Au 1er janvier 2026, plusieurs évolutions tarifaires et de nomenclature entrent en vigueur. L’occasion de faire le point, de façon factuelle, sur le fonctionnement du dispositif et ses conséquences concrètes au cabinet.
Un dispositif né d’un enjeu d’accès aux soins
Le point de départ de la réforme est un constat de santé publique : près de 17 % des Français renoncent à des soins dentaires pour des raisons financières, un taux qui grimpe à 28 % chez les 20 % de Français les plus modestes. Le 100 % Santé vise à garantir l’accès à une offre sans reste à charge, une fois combinées les interventions de l’assurance maladie obligatoire et de l’assurance maladie complémentaire.
Le cadre réglementaire repose notamment sur le décret n° 2019-21 du 11 janvier 2019, garantissant un accès sans reste à charge à certains équipements et prestations, et sur l’arrêté du 31 mai 2019 relatif au devis type des chirurgiens-dentistes.
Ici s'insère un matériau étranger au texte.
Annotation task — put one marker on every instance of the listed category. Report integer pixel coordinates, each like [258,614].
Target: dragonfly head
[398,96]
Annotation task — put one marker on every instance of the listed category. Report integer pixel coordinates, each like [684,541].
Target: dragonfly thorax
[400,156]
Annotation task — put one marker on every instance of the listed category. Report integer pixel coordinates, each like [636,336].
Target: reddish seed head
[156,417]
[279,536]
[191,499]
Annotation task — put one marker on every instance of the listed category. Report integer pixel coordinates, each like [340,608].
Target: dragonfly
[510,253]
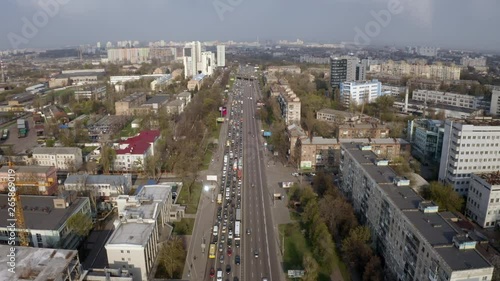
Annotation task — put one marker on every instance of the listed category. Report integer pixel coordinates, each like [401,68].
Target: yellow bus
[211,252]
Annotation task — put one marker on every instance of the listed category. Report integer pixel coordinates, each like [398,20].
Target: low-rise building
[90,93]
[132,153]
[175,107]
[426,137]
[30,179]
[124,106]
[46,219]
[416,241]
[134,243]
[483,199]
[63,158]
[40,264]
[104,186]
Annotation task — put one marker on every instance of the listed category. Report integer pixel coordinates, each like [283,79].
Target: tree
[80,224]
[311,268]
[444,196]
[171,257]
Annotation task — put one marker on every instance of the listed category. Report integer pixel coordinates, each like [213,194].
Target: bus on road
[211,253]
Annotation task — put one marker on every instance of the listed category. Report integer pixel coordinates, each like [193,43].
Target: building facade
[134,242]
[63,158]
[416,241]
[483,200]
[469,146]
[358,93]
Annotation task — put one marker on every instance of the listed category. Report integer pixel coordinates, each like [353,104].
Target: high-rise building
[221,55]
[469,146]
[344,69]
La nouvelle convention dentaire, signée le 23 juillet 2023, est venue renforcer le dispositif dans le cadre de la Convention nationale des chirurgiens-dentistes 2023-2028.
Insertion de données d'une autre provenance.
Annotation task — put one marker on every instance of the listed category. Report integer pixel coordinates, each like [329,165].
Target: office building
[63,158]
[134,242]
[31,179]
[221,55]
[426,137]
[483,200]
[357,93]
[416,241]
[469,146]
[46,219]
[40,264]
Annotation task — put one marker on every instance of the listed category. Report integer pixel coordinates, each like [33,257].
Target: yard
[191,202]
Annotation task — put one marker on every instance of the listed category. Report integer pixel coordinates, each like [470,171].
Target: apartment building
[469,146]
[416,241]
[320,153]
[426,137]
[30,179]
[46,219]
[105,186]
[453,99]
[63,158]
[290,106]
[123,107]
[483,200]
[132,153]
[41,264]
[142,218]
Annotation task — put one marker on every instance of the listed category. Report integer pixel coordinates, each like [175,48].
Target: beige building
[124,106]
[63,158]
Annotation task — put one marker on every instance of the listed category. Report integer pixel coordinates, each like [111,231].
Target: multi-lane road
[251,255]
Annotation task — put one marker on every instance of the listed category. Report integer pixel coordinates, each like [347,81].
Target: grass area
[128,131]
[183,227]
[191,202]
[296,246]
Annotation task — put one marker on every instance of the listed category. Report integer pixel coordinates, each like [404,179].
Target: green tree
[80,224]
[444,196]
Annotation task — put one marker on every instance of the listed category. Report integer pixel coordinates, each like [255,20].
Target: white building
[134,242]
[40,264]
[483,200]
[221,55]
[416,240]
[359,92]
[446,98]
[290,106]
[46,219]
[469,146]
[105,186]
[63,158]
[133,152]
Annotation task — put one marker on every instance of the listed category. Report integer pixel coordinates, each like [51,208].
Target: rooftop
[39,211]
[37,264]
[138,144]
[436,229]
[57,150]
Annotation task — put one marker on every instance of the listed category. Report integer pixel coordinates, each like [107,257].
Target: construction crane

Un déploiement progressif, du plafonnement au reste à charge zéro
La montée en charge s’est faite par étapes, avec un effet mesurable sur le reste à charge moyen :
- Dès 2019 : plafonnement puis réduction progressive du prix des prothèses ; le reste à charge moyen était alors de 1 300 €.
- 1er janvier 2020 : application du panier 100 % Santé à une partie des soins prothétiques prévus (couronnes et bridges) ; reste à charge moyen ramené à 800 €.
- 1er janvier 2021 : extension à l’ensemble des prothèses du panier zéro reste à charge ; reste à charge moyen porté à 0 €.
Depuis 2021, le panier 100 % Santé dentaire couvre également les prothèses amovibles et les actes de réparation de ces prothèses.
Le système des trois paniers
La réforme organise les soins prothétiques (couronnes, bridges, prothèses amovibles) en trois paniers :
- Panier 100 % Santé : reste à charge zéro pour les couronnes, les bridges et les prothèses amovibles en résine.
- Panier aux tarifs maîtrisés : prix plafonnés pour des matériaux plus esthétiques, avec un remboursement dépendant de la mutuelle.
- Panier aux tarifs libres : liberté totale de facturation pour les technologies innovantes, comme les implants, avec des frais importants pour l’assuré.
Concrètement, le panier 100 % Santé comprend, selon la localisation et le matériau : couronnes céramo-métalliques et céramiques monolithiques sur les dents visibles (incisives, canines, premières prémolaires) ; couronnes céramiques monolithiques zircone sur incisives, canines et prémolaires ; couronnes métalliques sur l’ensemble des dents ; bridges céramo-métalliques sur les incisives et bridges métalliques sur toutes les dents ; prothèses amovibles à base de résine, inlay-cores et couronnes transitoires associées.
En revanche, l’implantologie dentaire et la dentisterie esthétique restent exclues du remboursement Sécurité sociale en 2026.
Les nouveautés au 1er janvier 2026
Plusieurs évolutions prennent effet en début d’année :
- Les honoraires limites de facturation (HLF) des actes prothétiques des paniers sans reste à charge et à reste à charge modéré sont revalorisés de + 3 %.
- Deux actes intègrent le panier sans reste à charge : la couronne céramique zircone sur molaire (auparavant dans le panier à reste à charge modéré) et le bridge zircone (nouvel acte).
- La pose d’un mainteneur d’espace interdentaire unitaire scellé (HBLD006) est prise en charge et intégrée au panier à reste à charge maîtrisé.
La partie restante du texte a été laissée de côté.